Wells Fargo said Thursday that it has reached agreements with the Consumer Financial Protection Bureau (CFPB), the office of the Comptroller of the Currency and the Los Angeles attorney office over allegations that it, among other improper activities, opened deposit accounts and transferred funds without customers’ consent. The bank will pay a total of $185 million in fines, plus another $5 million in what it is calling “customer remediation.”

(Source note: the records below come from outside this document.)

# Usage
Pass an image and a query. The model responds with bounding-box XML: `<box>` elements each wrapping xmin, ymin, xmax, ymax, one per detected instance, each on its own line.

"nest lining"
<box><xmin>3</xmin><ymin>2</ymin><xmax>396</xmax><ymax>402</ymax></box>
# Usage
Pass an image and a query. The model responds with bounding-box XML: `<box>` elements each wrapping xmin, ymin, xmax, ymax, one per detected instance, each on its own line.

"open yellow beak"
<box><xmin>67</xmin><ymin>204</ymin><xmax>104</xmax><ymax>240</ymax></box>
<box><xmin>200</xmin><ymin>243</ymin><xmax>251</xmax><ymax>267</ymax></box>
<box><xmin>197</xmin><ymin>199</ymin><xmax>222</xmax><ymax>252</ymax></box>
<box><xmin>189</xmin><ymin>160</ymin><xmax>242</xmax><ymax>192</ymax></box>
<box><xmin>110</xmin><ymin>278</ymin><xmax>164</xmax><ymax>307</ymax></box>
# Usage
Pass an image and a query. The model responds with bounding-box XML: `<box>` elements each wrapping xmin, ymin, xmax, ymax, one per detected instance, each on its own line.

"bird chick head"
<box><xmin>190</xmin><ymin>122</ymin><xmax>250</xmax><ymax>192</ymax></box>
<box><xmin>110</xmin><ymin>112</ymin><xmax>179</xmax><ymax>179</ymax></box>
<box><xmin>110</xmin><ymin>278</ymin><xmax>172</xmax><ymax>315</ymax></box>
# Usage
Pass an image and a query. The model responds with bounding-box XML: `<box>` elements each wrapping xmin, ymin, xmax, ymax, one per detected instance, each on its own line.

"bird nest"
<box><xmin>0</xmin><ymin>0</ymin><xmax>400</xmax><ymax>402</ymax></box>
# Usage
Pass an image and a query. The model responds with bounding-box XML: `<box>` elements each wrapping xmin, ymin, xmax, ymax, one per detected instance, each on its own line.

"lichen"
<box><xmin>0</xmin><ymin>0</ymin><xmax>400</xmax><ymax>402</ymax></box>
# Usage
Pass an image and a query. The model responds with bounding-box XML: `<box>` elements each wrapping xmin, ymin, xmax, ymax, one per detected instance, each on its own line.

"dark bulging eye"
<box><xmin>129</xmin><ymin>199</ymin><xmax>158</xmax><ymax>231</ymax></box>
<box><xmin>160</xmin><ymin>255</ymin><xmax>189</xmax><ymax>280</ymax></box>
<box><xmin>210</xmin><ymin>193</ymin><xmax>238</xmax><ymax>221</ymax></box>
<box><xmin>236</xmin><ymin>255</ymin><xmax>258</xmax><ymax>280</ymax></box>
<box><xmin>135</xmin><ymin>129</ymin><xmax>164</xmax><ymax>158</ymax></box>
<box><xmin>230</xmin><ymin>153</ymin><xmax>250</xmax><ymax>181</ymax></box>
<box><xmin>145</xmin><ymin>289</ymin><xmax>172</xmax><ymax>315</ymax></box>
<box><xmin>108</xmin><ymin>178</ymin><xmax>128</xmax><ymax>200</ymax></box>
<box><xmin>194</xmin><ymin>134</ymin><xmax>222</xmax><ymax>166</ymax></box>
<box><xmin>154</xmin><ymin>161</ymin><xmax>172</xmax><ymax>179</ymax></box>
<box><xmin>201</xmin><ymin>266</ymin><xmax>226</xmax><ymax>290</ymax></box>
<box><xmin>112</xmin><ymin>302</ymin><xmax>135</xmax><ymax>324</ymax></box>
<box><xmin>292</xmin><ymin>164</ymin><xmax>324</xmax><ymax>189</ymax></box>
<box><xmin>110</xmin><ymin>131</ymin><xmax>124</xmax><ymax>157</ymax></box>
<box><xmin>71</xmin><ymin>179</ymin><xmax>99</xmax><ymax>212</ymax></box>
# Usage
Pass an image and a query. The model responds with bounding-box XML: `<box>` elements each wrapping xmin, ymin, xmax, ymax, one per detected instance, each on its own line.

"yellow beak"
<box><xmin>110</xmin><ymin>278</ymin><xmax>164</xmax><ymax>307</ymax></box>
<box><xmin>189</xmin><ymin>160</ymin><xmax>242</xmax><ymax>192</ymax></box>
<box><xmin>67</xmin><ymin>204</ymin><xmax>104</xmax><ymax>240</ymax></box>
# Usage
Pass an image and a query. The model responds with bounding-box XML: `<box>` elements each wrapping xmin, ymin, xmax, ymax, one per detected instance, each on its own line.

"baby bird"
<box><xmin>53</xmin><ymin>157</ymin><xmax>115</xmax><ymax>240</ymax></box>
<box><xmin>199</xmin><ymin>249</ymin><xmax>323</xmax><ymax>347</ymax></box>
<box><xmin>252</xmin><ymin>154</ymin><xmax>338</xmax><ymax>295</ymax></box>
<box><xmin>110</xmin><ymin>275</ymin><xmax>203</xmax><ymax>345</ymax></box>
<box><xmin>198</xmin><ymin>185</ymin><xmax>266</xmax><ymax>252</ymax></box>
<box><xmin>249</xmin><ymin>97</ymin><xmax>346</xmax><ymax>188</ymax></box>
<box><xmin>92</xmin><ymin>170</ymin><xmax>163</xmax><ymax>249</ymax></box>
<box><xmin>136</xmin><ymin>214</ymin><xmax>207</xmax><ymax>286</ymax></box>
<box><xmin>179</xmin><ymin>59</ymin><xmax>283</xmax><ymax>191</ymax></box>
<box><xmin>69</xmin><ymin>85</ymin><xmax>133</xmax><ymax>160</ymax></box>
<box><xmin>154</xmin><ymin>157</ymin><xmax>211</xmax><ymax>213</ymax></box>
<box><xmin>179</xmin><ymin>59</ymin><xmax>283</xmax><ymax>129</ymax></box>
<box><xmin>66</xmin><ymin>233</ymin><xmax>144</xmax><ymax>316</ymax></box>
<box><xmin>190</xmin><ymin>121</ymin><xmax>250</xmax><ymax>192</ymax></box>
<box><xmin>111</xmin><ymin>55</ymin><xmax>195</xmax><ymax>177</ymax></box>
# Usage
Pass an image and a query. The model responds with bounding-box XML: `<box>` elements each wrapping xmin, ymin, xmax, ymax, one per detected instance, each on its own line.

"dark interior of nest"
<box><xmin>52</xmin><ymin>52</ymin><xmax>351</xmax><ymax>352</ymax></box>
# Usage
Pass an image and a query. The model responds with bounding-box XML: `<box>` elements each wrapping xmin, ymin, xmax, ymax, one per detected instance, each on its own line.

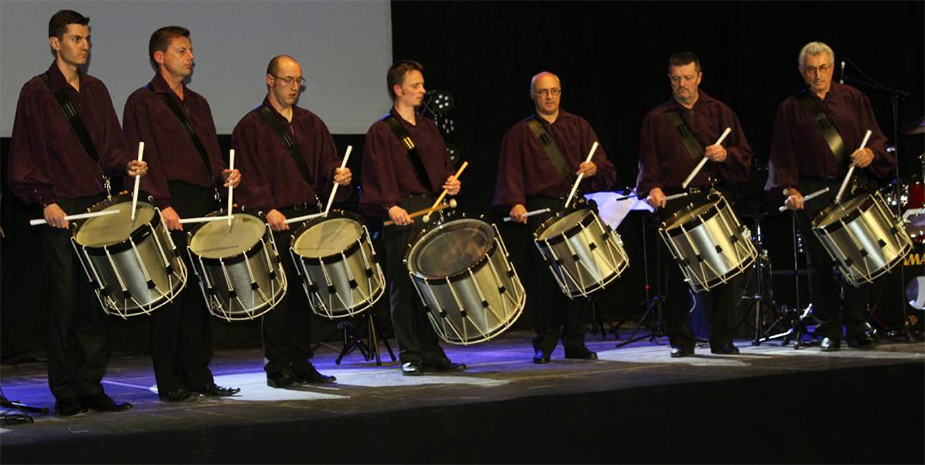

A consent decree released by the CFPB Thursday reveals the lengths to which thousands of Wells employees went in order to meet sales quotas. The CFPB investigation determined that, going back to “at least” 2011, Wells opened deposit accounts for existing customers without their knowledge or consent and proceeded to transfer money to those accounts from their other accounts; submitted credit card applications in customers’ names, also without their knowledge or consent; enrolled people in online banking services they did not ask for, in some cases using email addresses that the customers themselves did not create; and ordered and activated debit cards — and PIN numbers — using consumers’ information without their knowledge or approval.